However, it may still occur that this choice is not conservative enough. This lack of conservatism may be proven if a given constraint,

g_{p} (v) \leq 0

, is violated for one of the runs, since sufficiently conservative Lipschitz estimates will usually guarantee that this is not the case (provided that the noise statistics are sufficiently accurate). As such, the following adaptive refinement of the Lipschitz constants is proposed to be done online when/if the constraint is violated with sufficient confidence:

g_{p} (v_{k}) \geq 3 σ_{g} \to {\bar{κ}}_{p, i} : = 2 {\bar{κ}}_{p, i}, {\underset{̲}{κ}}_{p, i} : = 2 {\underset{̲}{κ}}_{p, i}

where

σ_{g}

represents the estimated standard deviation of the non-repeatability noise term, δ, for

g_{p}

.

For the quadratic bound constants M, which represent lower and upper bounds on the second derivatives of

ϕ_{p}

, we propose to use the estimate of the Hessian,

H_{k}

, as obtained in Section 3.2 (see Appendix), together with a safety factor, η, to define the bounds at each iteration k as:

{\bar{M}}_{i j}, {\underset{̲}{M}}_{i j} : = H_{k, i j} \pm η | H_{k, i j} |

(16)

with η initialized as 1. Since such a choice may also suffer from a lack of conservatism, an adaptive algorithm for η is put into place. Since a common indicator of choosing M values that are not conservative enough is the failure to decrease the cost between consecutive iterations, the following law is proposed for any iterations where the solver applied the SCFO conditions but increased (with sufficient confidence) the value of the cost [17]:

If ${\hat{ϕ}}_{p} (v_{k}) - 4 σ_{ϕ} \geq min_{i = 0, . . ., k - 1} {\hat{ϕ}}_{p} (v_{i})$ , then set $η : = η + 1$ ;
otherwise, set $η : = η - 0.5$ , with $η < 0 \to η : = 0$ ,

where

σ_{ϕ}

is the estimated standard deviation for the non-repeatability noise term in the measurement of

J_{k}

. The essence of this update law is to make M more conservative (by increasing η) whenever the performance is statistically likely to have increased in the recent adaptation and to relax the conservatism otherwise, though at only twice the rate that it would be increased. Such a scheme essentially ensures that the M constants become conservative enough to continually guarantee improved performance with an increasing number of iterations.

4. Case Studies

The proposed method was applied to four different problems, of which the first two are of particular interest, as they were carried out on experimental systems and demonstrate the reliability and effectiveness of the proposed approach when applied in settings where neither the plant nor the non-repeatability noise terms are known. Of these two, the first represents a typical batch scenario with fairly slow dynamics and time-consuming, expensive experiments for which an MPC controller is employed (Section 4.1), while the latter represents a much faster mechanical system, where the optimization of the controller parameters for a general fixed-order controller must be carried out quickly due to real-time constraints, but where a single run is inexpensive (Section 4.2).

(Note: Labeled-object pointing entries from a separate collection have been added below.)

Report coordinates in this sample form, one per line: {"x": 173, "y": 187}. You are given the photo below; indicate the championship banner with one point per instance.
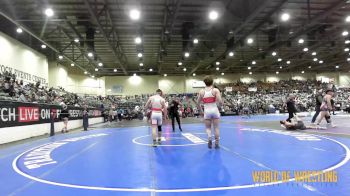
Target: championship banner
{"x": 21, "y": 114}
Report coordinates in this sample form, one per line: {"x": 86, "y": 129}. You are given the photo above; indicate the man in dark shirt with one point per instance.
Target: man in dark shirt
{"x": 173, "y": 111}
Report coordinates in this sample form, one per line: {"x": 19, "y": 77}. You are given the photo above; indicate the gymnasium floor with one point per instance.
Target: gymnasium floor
{"x": 118, "y": 160}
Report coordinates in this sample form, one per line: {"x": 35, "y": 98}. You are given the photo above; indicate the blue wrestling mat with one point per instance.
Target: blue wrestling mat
{"x": 120, "y": 161}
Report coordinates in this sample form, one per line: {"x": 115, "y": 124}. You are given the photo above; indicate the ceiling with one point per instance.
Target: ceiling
{"x": 168, "y": 27}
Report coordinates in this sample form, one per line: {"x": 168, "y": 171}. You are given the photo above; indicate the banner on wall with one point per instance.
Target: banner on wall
{"x": 21, "y": 114}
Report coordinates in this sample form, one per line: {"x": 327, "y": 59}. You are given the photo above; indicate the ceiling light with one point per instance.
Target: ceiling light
{"x": 285, "y": 17}
{"x": 213, "y": 15}
{"x": 19, "y": 30}
{"x": 250, "y": 40}
{"x": 134, "y": 14}
{"x": 347, "y": 19}
{"x": 49, "y": 12}
{"x": 138, "y": 40}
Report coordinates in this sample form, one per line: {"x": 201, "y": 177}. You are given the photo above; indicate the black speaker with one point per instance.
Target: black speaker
{"x": 90, "y": 38}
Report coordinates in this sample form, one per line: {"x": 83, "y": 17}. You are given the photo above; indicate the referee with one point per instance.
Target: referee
{"x": 173, "y": 111}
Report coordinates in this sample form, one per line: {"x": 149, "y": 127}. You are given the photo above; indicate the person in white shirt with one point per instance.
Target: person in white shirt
{"x": 157, "y": 105}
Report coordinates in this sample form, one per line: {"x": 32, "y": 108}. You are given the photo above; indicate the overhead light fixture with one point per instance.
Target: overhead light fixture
{"x": 250, "y": 40}
{"x": 134, "y": 14}
{"x": 347, "y": 19}
{"x": 19, "y": 30}
{"x": 285, "y": 17}
{"x": 301, "y": 41}
{"x": 138, "y": 40}
{"x": 49, "y": 12}
{"x": 213, "y": 15}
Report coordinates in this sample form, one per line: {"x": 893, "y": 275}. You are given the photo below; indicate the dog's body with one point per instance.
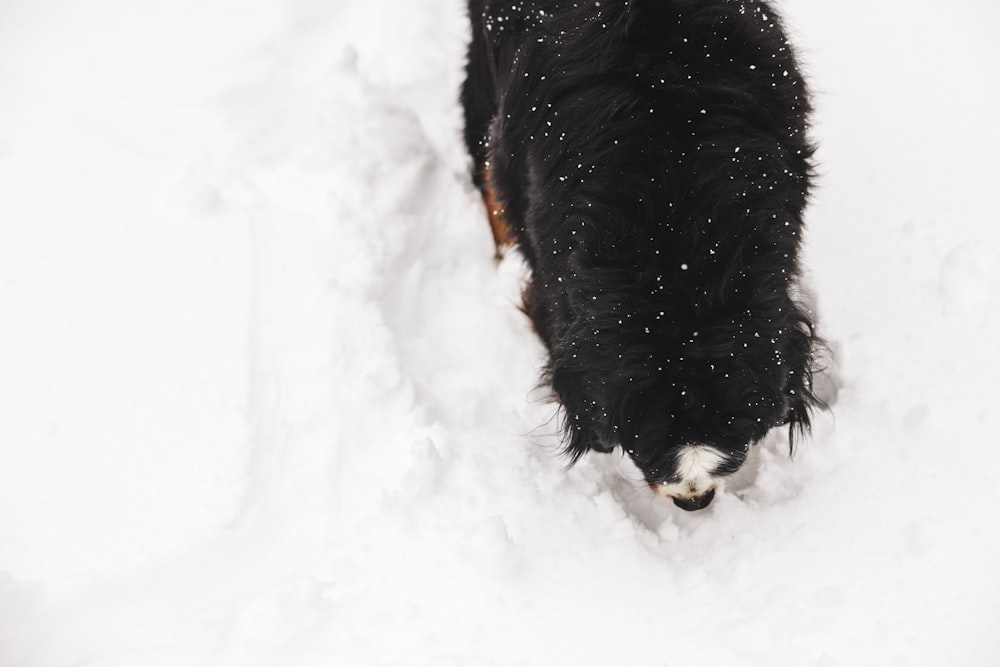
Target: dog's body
{"x": 649, "y": 158}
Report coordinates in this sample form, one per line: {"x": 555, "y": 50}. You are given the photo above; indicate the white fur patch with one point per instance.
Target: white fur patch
{"x": 695, "y": 465}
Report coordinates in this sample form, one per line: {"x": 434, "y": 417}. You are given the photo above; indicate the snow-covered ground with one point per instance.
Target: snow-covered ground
{"x": 265, "y": 399}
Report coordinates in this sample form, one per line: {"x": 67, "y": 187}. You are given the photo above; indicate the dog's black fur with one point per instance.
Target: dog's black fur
{"x": 652, "y": 163}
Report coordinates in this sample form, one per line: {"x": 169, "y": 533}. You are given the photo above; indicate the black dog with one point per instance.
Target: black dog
{"x": 649, "y": 158}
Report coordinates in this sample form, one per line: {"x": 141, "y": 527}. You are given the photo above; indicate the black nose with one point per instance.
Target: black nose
{"x": 696, "y": 503}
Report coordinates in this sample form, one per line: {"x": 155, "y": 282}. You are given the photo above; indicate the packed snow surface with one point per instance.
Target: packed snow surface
{"x": 266, "y": 400}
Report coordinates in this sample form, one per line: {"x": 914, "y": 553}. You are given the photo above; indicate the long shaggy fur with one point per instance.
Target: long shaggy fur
{"x": 652, "y": 165}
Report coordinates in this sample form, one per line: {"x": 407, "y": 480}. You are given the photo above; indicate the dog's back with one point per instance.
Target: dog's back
{"x": 650, "y": 160}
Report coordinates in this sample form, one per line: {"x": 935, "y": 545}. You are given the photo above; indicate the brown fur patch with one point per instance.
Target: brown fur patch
{"x": 503, "y": 238}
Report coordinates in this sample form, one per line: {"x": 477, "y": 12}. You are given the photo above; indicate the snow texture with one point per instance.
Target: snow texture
{"x": 265, "y": 399}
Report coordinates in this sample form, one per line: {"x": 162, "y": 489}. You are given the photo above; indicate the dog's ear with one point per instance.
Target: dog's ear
{"x": 580, "y": 411}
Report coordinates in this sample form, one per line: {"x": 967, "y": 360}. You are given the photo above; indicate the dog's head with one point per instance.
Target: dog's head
{"x": 687, "y": 408}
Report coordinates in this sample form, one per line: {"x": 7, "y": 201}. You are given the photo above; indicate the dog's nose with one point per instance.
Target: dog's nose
{"x": 696, "y": 503}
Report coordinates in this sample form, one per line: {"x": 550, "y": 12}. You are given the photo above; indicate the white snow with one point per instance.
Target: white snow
{"x": 265, "y": 399}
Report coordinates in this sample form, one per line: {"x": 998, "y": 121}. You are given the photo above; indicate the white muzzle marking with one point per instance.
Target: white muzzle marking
{"x": 695, "y": 465}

The last two studies, though lacking the experimental element, are nevertheless of interest as they make a link with similar work carried out by other researchers (Section 4.3) and generalize the method to systems of controllers with an additional challenge in the form of an output constraint (Section 4.4). In both of these cases, we have chosen to simplify things by assuming to know the noise statistics of the relevant δ terms and to let the repeatability assumption hold exactly.

In each of the four studies, we have used the configuration proposed in Section 3 and so will not repeat these details here. However, we will highlight those components of the configuration that are problem-dependent and will explain how we obtained them for each case.

4.1. Batch-to-Batch Temperature Tracking in a Stirred Tank

The plant in question is a jacketed stirred water tank, where a cascade system is used to control the temperature inside the tank by having an MPC controller manipulate the setpoint temperature of the jacket inlet, which is, in turn, tracked by a decoupled system of two PI controllers that manipulate the flow rates of the hot and cold water streams that mix to form the jacket inlet (Figure 4). As this system is essentially identical to what has been previously reported [33], we refer the reader to the previous work for all of the implementation details.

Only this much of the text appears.